Born in Karachi to an upper-middle class family (her mother served in the Pakistani parliament), she moved to the United States to continue her education, eventually earning a PhD in neuroscience from Brandeis University.

She and her first husband, Amjad Mohammed Khan, an anesthetist, left the United States in 2001 after the 9/11 attacks and returned to Pakistan. The couple divorced in late 2002, due to the growing extremism of her views, according to Khan.

“I was aware of Aafia’s violent personality and extremist views and suspected her of involvement in Jihadi activities,” Khan said in a newspaper interview two years ago.

Her next husband, according to Western sources, was Ammar al-Baluchi, nephew of 9/11 architect Khalid Sheikh Mohammed. Her family denies that the marriage ever happened. Baluchi is currently in the U.S. prison at Guantanamo Bay, accused of being one of the moneymen behind the 9/11 attacks.

Siddiqui and her three children fell off the radar in 2003 and were not seen again until 2008, when she was arrested in Afghanistan. There is intense speculation regarding her whereabouts during those five years. Her family believes she was held in a secret American prison at the Bagram airbase in Afghanistan, while her former husband believes she was detained in Pakistan.

When detained in Afghanistan in 2008, she was carrying plans for a “mass casualty attack” at U.S. sites, including the Brooklyn Bridge, the Statue of Liberty and the Empire State Building. It’s also alleged she had documents related to using the Ebola virus as a weapon, and instructions on how to make chemical weapons.

When eventually charged in the United States, it was not for terrorism but for attempted murder: attempting to shoot Americans who were questioning her in Afghanistan.

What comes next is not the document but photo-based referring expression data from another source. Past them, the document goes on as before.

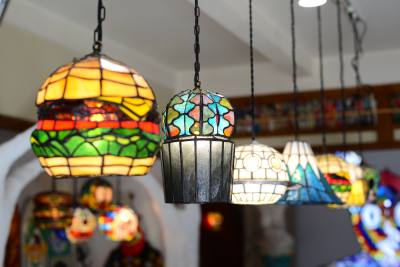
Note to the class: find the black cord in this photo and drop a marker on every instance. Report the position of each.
(294, 74)
(322, 82)
(253, 115)
(341, 72)
(98, 33)
(197, 83)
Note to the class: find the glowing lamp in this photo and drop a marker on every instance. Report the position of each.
(312, 3)
(52, 210)
(83, 225)
(307, 184)
(119, 224)
(336, 172)
(97, 117)
(197, 153)
(259, 176)
(97, 195)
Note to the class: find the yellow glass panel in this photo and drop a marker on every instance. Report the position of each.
(87, 161)
(80, 88)
(130, 114)
(55, 90)
(86, 73)
(140, 110)
(60, 171)
(58, 76)
(118, 77)
(117, 89)
(88, 63)
(85, 171)
(146, 93)
(139, 171)
(113, 160)
(140, 81)
(116, 170)
(58, 161)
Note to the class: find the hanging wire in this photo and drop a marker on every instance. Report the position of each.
(341, 72)
(197, 83)
(253, 115)
(294, 73)
(322, 81)
(98, 33)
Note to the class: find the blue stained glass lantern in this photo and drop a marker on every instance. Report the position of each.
(307, 183)
(197, 153)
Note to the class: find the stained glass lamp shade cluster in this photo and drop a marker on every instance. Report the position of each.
(336, 173)
(260, 175)
(197, 153)
(97, 117)
(307, 184)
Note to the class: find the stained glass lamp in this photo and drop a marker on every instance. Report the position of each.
(260, 175)
(97, 195)
(84, 223)
(336, 172)
(197, 153)
(307, 184)
(119, 224)
(97, 117)
(52, 210)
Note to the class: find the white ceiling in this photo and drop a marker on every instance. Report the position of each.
(163, 29)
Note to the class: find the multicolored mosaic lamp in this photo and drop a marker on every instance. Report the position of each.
(197, 153)
(97, 117)
(336, 172)
(307, 184)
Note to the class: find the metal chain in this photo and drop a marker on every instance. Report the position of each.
(253, 115)
(322, 81)
(341, 72)
(98, 33)
(294, 74)
(197, 83)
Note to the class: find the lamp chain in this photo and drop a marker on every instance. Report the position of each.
(322, 82)
(98, 33)
(197, 83)
(253, 119)
(294, 73)
(341, 72)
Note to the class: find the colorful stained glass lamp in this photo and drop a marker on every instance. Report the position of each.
(197, 153)
(97, 117)
(336, 172)
(307, 183)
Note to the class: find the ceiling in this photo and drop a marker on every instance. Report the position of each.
(163, 29)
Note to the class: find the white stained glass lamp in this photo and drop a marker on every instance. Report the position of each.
(260, 175)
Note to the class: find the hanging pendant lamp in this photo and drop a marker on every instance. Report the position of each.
(197, 153)
(97, 117)
(307, 184)
(260, 175)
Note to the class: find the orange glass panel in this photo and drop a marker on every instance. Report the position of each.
(81, 88)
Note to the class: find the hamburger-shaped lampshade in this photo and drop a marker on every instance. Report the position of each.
(307, 184)
(84, 223)
(97, 117)
(52, 210)
(119, 224)
(197, 153)
(260, 175)
(97, 195)
(336, 172)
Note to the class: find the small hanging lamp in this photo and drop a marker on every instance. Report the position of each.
(307, 184)
(97, 117)
(260, 175)
(197, 153)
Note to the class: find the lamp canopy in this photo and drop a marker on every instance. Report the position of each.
(97, 117)
(307, 184)
(260, 175)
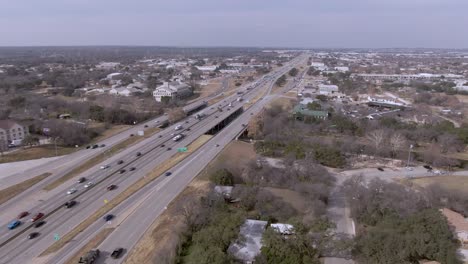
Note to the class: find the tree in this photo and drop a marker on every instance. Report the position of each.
(222, 177)
(376, 137)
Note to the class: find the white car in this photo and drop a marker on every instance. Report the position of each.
(71, 191)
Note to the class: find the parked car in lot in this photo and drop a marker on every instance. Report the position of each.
(37, 217)
(23, 214)
(33, 235)
(116, 253)
(13, 224)
(108, 217)
(71, 191)
(39, 224)
(70, 204)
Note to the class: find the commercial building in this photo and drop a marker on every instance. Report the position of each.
(11, 132)
(172, 90)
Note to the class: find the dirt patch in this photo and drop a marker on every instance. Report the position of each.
(127, 193)
(12, 191)
(159, 244)
(93, 243)
(39, 152)
(100, 158)
(456, 183)
(234, 157)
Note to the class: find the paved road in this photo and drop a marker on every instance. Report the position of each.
(21, 250)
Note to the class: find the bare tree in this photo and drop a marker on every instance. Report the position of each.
(376, 137)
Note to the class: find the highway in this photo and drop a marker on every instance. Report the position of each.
(61, 220)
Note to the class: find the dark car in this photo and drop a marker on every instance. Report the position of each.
(116, 253)
(81, 180)
(39, 224)
(33, 235)
(108, 217)
(70, 204)
(23, 214)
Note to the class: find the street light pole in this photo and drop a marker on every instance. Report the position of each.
(409, 155)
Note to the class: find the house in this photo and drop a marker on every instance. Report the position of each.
(247, 249)
(172, 90)
(328, 89)
(301, 111)
(11, 131)
(459, 223)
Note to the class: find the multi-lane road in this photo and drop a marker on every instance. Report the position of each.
(135, 214)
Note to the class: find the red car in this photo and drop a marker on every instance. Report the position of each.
(37, 217)
(23, 214)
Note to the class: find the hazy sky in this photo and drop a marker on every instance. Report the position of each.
(293, 23)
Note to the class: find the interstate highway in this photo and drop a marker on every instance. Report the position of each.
(64, 219)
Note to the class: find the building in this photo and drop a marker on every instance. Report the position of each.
(172, 90)
(301, 112)
(11, 132)
(328, 89)
(248, 249)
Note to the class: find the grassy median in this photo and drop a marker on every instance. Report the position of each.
(12, 191)
(171, 162)
(100, 158)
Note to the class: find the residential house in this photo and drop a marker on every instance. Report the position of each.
(11, 131)
(172, 90)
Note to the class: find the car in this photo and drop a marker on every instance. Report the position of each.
(116, 253)
(71, 191)
(70, 204)
(37, 217)
(23, 214)
(13, 224)
(39, 224)
(81, 180)
(108, 217)
(33, 235)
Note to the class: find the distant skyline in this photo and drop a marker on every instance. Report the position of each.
(243, 23)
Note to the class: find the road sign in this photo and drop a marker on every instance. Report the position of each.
(182, 150)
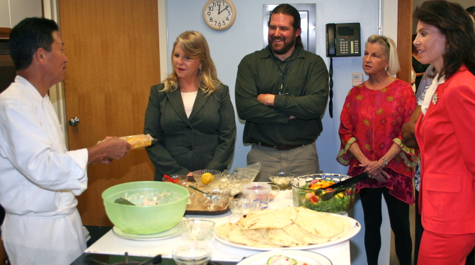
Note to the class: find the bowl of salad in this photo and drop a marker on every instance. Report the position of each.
(308, 191)
(145, 207)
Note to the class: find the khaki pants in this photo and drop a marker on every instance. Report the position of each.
(300, 161)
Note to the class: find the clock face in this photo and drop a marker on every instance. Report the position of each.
(219, 14)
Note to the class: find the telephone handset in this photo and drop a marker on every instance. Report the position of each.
(343, 40)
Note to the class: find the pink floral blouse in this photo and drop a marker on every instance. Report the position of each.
(373, 119)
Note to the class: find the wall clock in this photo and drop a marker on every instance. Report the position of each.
(219, 14)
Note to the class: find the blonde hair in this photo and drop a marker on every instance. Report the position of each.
(389, 49)
(195, 46)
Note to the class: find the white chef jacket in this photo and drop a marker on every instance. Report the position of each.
(39, 180)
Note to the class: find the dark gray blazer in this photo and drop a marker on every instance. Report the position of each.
(203, 141)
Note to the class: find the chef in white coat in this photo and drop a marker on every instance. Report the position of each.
(39, 178)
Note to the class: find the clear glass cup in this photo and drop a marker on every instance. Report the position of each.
(191, 254)
(281, 178)
(177, 179)
(274, 191)
(197, 230)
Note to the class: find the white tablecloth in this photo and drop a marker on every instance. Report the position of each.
(111, 244)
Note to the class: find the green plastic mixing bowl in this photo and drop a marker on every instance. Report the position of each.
(145, 220)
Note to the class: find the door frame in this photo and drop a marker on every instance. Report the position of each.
(56, 93)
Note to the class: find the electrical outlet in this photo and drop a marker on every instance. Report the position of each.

She denies the charges.

She is currently held at the Federal Medical Centre in Carswell, Texas, which houses female prisoners with mental health issues. Her release date is 2083.

Siddiqui's family, while calling for her release, are disassociating her and themselves from the jihadist attempts to secure her freedom.

“While we deeply appreciate the sincere feelings of those who, like us, wish to see the freedom of our beloved Aafia, we cannot agree with a ‘by any means necessary’ approach to Aafia’s freedom," the family said in a letter published by ABC News. "Nor can we accept that someone else’s daughter or sister suffer like Aafia is suffering.”

A petition to the White House demanding that she be repatriated to Pakistan, reached 100,000 signatures earlier this month – meaning the White House has to respond to the petition.